Zola mulai kebingungan. Ia yakin tubuh yang dibawa lelaki itu adalah Jamal dan Mario, bajunya sama persis dengan yang dipakai tadi ditaman. Lagu itu tiba-tiba berhenti. Ia berjalan pelan menuju jendela kamar. Dibukanya gorden itu dengan cepat. Sosok menyeramkan itu menghilang. Jantungnya mulai berdetak pelan. Ia menghela nafasnya. Perasaannya mulai lebih tenang.

"Balonku ada lima rupa-rupa

warnanya..."

Lagu itu kembali berputar, Zola jantung Zola kembali berpacu. Kini lagu anak-anak itu terdengar jelas dan persis berada di belakangnya. Keringat dingin kembali membasahi tubuhnya yang sempat tenang sesaat.

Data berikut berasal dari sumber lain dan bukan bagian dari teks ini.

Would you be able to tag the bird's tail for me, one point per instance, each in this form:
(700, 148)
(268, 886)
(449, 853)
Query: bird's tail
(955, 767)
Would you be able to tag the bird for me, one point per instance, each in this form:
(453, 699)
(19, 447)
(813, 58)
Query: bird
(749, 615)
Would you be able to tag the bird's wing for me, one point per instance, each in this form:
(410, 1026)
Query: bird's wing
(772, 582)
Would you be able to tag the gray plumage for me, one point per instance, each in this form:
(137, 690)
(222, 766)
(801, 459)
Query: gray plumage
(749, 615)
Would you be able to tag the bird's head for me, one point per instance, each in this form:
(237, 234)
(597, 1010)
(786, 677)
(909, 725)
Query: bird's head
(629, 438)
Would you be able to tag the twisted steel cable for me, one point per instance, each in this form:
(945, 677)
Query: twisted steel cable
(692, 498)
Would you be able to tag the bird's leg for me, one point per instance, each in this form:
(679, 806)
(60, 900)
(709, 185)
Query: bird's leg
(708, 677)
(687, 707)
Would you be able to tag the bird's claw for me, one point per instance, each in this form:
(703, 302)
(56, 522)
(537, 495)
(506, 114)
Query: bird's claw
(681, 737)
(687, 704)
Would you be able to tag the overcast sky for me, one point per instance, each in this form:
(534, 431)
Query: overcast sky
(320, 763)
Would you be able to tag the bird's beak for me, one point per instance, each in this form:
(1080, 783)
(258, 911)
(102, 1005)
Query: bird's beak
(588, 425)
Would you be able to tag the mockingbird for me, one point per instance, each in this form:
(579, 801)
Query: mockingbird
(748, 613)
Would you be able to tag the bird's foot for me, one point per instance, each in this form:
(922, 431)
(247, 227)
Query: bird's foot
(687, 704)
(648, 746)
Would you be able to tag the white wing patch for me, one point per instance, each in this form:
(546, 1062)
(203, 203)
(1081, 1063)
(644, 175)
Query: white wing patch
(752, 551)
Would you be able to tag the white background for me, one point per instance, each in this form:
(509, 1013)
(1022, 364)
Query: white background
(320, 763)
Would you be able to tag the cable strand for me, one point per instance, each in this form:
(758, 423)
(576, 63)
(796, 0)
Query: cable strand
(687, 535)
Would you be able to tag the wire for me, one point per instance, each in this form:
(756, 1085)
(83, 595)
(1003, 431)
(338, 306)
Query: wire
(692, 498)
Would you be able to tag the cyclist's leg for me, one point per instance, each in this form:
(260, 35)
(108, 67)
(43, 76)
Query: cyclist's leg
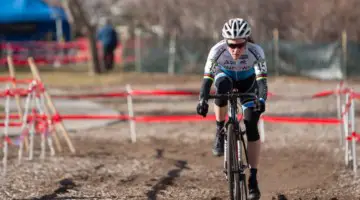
(251, 118)
(223, 84)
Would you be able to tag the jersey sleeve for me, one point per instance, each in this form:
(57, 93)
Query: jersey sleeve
(261, 73)
(260, 65)
(209, 65)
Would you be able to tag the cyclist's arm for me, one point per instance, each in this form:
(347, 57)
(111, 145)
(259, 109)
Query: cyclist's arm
(261, 76)
(208, 78)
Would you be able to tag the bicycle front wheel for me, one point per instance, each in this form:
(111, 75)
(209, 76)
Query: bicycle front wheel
(232, 164)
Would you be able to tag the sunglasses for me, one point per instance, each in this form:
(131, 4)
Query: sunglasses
(236, 45)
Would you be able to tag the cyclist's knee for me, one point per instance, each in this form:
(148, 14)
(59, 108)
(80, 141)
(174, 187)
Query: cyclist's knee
(223, 85)
(252, 132)
(251, 119)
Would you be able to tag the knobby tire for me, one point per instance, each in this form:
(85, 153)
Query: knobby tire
(232, 164)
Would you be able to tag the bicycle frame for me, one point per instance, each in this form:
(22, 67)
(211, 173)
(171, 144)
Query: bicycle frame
(232, 97)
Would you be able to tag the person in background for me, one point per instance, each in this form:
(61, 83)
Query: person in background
(108, 37)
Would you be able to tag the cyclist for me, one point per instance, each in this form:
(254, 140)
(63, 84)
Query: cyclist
(236, 62)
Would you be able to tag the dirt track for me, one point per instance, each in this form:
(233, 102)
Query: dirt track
(174, 161)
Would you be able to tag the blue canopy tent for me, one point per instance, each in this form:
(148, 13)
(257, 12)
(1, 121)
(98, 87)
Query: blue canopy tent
(24, 20)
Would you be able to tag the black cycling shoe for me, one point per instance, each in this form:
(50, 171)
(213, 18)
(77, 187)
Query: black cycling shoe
(218, 146)
(254, 192)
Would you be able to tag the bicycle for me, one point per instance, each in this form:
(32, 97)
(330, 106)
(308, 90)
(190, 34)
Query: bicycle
(234, 146)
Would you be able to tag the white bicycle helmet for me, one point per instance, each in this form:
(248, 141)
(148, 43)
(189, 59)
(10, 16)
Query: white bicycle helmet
(236, 28)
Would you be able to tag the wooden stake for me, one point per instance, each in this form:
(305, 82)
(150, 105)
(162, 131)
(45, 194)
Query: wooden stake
(51, 105)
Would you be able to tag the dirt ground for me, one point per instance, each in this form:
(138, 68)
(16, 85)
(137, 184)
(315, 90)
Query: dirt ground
(174, 160)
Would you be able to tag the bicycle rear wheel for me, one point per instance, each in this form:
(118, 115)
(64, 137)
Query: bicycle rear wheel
(232, 164)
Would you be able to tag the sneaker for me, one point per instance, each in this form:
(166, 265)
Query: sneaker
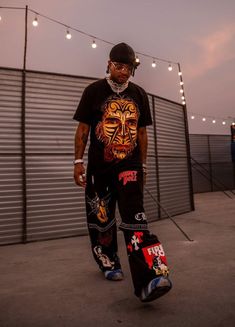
(116, 274)
(156, 288)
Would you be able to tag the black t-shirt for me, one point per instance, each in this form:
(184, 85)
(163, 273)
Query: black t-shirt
(114, 120)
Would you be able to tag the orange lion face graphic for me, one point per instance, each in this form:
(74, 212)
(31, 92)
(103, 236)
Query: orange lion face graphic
(118, 128)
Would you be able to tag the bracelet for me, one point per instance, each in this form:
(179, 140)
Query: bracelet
(76, 161)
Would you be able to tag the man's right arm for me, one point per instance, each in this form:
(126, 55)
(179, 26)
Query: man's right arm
(81, 138)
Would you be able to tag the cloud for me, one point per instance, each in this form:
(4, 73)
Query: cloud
(212, 51)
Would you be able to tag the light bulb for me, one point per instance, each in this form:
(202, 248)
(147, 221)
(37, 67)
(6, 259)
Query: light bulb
(35, 22)
(68, 35)
(94, 45)
(154, 64)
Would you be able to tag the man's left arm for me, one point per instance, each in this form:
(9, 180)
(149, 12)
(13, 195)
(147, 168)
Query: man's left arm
(143, 143)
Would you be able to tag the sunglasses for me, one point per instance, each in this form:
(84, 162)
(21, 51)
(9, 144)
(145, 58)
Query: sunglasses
(120, 66)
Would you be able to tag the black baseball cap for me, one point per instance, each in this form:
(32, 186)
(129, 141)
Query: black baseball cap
(123, 53)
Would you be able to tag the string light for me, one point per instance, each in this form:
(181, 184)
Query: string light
(154, 64)
(94, 45)
(170, 67)
(68, 35)
(35, 22)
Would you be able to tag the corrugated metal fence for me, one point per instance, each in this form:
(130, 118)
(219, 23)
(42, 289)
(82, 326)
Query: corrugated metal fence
(212, 166)
(43, 202)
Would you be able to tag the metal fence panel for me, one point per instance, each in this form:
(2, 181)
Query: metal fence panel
(11, 205)
(174, 179)
(54, 205)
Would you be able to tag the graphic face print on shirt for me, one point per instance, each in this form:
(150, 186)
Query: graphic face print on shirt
(118, 128)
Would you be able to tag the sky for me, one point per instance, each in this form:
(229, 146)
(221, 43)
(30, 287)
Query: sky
(200, 35)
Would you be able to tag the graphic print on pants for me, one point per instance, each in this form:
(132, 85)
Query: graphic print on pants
(118, 128)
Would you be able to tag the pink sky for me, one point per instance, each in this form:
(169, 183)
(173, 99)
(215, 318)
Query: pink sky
(198, 34)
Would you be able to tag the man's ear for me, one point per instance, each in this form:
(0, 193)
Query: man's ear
(107, 70)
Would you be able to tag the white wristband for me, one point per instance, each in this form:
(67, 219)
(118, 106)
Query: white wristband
(76, 161)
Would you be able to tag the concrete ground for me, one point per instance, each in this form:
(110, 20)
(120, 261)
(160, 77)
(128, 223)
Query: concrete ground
(56, 283)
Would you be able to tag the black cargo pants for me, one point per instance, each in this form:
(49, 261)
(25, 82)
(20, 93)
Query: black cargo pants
(145, 253)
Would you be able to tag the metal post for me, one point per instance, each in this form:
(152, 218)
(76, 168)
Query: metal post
(156, 157)
(23, 93)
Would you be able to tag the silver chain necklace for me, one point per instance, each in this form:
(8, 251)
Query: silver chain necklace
(117, 88)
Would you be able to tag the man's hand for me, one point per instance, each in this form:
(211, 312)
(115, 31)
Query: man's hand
(80, 175)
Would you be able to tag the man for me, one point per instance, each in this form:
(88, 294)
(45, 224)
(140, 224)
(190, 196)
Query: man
(116, 112)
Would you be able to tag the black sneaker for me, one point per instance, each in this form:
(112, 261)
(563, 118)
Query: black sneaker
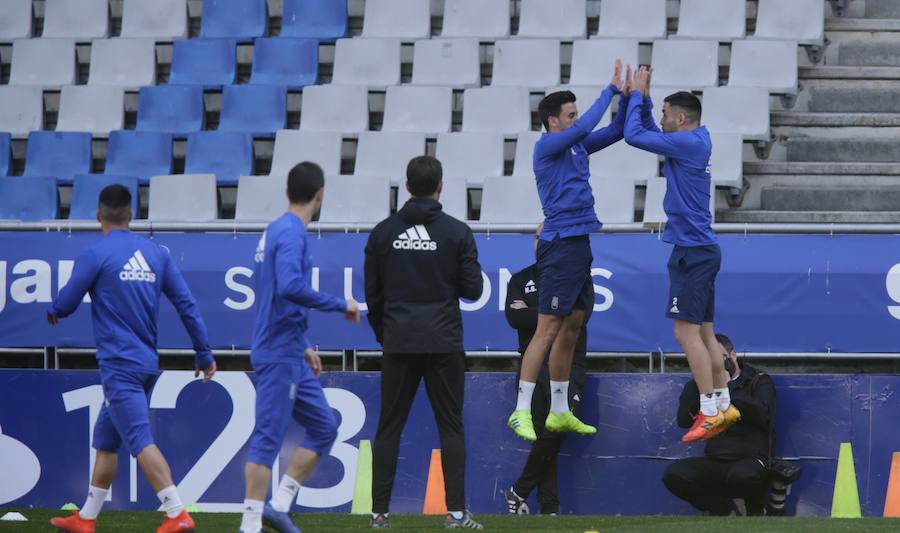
(515, 504)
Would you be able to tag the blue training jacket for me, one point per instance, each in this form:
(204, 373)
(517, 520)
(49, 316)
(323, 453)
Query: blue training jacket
(561, 168)
(125, 274)
(686, 170)
(284, 293)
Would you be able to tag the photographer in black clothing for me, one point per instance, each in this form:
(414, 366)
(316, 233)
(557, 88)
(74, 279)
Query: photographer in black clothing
(541, 467)
(735, 464)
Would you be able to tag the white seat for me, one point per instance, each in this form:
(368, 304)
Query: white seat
(727, 160)
(768, 64)
(343, 108)
(98, 109)
(510, 200)
(470, 156)
(558, 19)
(532, 63)
(454, 198)
(386, 153)
(403, 19)
(498, 109)
(78, 19)
(613, 199)
(719, 20)
(523, 164)
(21, 109)
(15, 20)
(623, 161)
(291, 147)
(447, 62)
(261, 198)
(687, 64)
(129, 63)
(374, 63)
(644, 20)
(49, 63)
(483, 19)
(800, 21)
(183, 198)
(160, 19)
(421, 109)
(357, 200)
(593, 61)
(740, 110)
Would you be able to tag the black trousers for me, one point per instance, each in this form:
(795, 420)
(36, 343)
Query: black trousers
(709, 484)
(541, 466)
(445, 378)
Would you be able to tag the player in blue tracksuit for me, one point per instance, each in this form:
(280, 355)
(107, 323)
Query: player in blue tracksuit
(125, 275)
(287, 367)
(564, 251)
(696, 256)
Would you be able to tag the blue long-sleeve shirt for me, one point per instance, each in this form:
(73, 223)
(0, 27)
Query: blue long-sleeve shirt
(686, 169)
(284, 293)
(561, 168)
(125, 274)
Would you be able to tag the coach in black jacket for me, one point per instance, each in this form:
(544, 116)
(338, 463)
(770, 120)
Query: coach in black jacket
(419, 262)
(735, 463)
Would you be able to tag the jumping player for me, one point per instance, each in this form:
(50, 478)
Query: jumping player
(287, 367)
(696, 256)
(125, 274)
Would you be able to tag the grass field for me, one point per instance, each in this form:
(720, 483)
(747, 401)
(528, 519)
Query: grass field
(123, 522)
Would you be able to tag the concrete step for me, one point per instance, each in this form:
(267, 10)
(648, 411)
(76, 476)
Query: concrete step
(843, 150)
(830, 199)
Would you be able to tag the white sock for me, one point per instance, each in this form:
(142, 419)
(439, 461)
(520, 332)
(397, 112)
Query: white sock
(526, 391)
(723, 398)
(708, 404)
(285, 494)
(559, 396)
(171, 501)
(93, 503)
(251, 522)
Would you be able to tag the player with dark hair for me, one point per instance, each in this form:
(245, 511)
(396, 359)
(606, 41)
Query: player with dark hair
(125, 274)
(564, 250)
(286, 365)
(696, 257)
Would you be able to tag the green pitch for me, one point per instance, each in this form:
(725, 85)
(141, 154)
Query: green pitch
(123, 522)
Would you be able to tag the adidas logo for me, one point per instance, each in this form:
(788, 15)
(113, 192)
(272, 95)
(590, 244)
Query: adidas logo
(415, 238)
(137, 269)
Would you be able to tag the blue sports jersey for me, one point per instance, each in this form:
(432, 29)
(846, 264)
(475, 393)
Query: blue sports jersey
(125, 274)
(284, 293)
(561, 168)
(686, 170)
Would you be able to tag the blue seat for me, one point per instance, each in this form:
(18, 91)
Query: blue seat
(226, 154)
(244, 20)
(325, 20)
(28, 198)
(287, 62)
(139, 153)
(86, 194)
(58, 154)
(207, 62)
(176, 109)
(257, 109)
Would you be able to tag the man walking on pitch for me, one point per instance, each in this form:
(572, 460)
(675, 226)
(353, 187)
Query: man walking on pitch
(419, 262)
(287, 368)
(696, 256)
(125, 274)
(564, 251)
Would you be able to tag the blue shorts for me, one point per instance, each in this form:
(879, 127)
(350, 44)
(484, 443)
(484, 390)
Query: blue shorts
(692, 283)
(285, 390)
(125, 414)
(564, 268)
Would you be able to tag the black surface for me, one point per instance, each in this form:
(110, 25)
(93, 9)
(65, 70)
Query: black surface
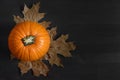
(92, 25)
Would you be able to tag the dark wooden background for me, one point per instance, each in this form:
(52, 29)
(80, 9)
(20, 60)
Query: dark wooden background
(94, 26)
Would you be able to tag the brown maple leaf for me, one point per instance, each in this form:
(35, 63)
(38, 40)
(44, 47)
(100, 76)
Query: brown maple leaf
(57, 46)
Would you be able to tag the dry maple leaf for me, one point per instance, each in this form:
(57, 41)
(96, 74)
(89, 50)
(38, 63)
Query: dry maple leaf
(58, 46)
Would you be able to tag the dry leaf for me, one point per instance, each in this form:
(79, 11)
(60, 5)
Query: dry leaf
(30, 14)
(58, 46)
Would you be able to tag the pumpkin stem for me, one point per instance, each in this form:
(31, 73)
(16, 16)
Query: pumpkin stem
(28, 40)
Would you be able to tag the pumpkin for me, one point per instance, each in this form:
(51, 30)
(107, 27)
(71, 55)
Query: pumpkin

"Hijau, kuning, kelabu, merah muda

dan biru..."

Zola menolehkan pandangannya ke belakang secara perlahan. Tubuhnya semakin bergetar dan berkeringat. Sosok itu tepat didepannya, wajahnya beringas, berhadapan dengan wajah Zola yang pucat. Tangan kiri lelaki itu memegang satu balon tersisa, sedangkan ditangan kanannya sebuah pisau penuh darah siap menghunus wajahnya yang seolah meminta belas kasihan.

Semyum lelaki misterius itu menyeringai. Diarahkannya pisau tajam itu tepat diwajah Zola, "Meletus balon hijau!"

"Dorr!!"

***

Jamal, Mario dan Gaga begitu terpukul sekaligus merinding mendengar sahabatnya meninggal secara mengenaskan. Ancaman pedagang balon yang tak pernah mereka kenal benar-benar nyata. Di pemakaman Zola, mereka saling berbisik menyinggung lelaki itu. Bisa jadi salah satu dari mereka akan menjadi korban selanjutnya.

"Malam ini dan seterusnya kalian tdiur di rumah gue," bisik Jamal.

Malam menjelang, Jamal menunggu kedatangan kedua temannya. Waktu sudah menunjukkan pukul sebelas malam. Ia menelpon Mario.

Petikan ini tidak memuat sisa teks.